Bacteria from at least four major groups (Firmicutes, Bacteroidetes, Actinomycetes, and Proteobacteria) have demonstrated this ability. Specific strains include Lactobacillus agilis, Bacteroides thetaiotaomicron, and several Bifidobacterium species. The conversion rate from gut bacteria is considerably lower and more variable than what plant myrosinase achieves, which partly explains why studies show wide person-to-person differences in how much benefit people get from cooked cruciferous vegetables. Your gut flora composition matters.
Myrosinase in Supplements
Because sulforaphane is unstable and difficult to put in a pill, many supplements take a different approach: they package glucoraphanin alongside active myrosinase so the conversion happens after you swallow the tablet. One well-studied commercial formulation using this strategy achieved a median bioavailability of about 20%, with much less variation between individuals than glucoraphanin-only supplements that rely entirely on gut bacteria.

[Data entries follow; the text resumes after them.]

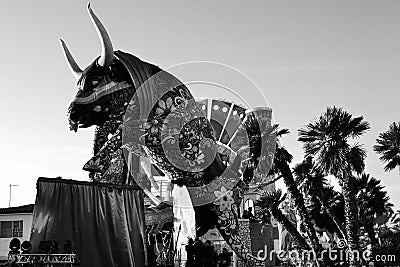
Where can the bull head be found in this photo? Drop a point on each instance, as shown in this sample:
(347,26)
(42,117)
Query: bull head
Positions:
(92,104)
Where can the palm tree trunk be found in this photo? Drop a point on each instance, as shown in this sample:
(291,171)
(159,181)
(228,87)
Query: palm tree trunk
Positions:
(334,219)
(351,216)
(369,228)
(300,206)
(282,219)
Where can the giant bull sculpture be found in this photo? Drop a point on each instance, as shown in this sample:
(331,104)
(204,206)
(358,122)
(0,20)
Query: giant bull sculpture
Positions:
(151,113)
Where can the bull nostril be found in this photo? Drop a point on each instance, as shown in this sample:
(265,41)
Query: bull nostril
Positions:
(74,116)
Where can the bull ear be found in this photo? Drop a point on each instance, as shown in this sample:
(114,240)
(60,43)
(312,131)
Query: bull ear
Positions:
(107,51)
(76,71)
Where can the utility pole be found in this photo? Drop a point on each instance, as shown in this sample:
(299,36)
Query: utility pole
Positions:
(11,185)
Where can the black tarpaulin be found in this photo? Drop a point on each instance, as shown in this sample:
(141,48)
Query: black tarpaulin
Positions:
(105,223)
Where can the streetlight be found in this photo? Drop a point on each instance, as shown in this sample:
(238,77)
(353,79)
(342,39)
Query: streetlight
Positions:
(11,185)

Clinical trials have used these combined supplements at doses ranging from roughly 70 to 411 micromoles of glucoraphanin per day, with study durations spanning single doses to year-long daily use. Adding fresh broccoli sprouts as a myrosinase source alongside glucoraphanin-rich preparations has also been shown to synergistically boost absorption. The key variable in all of these approaches is the same: whether active myrosinase is present to drive the conversion.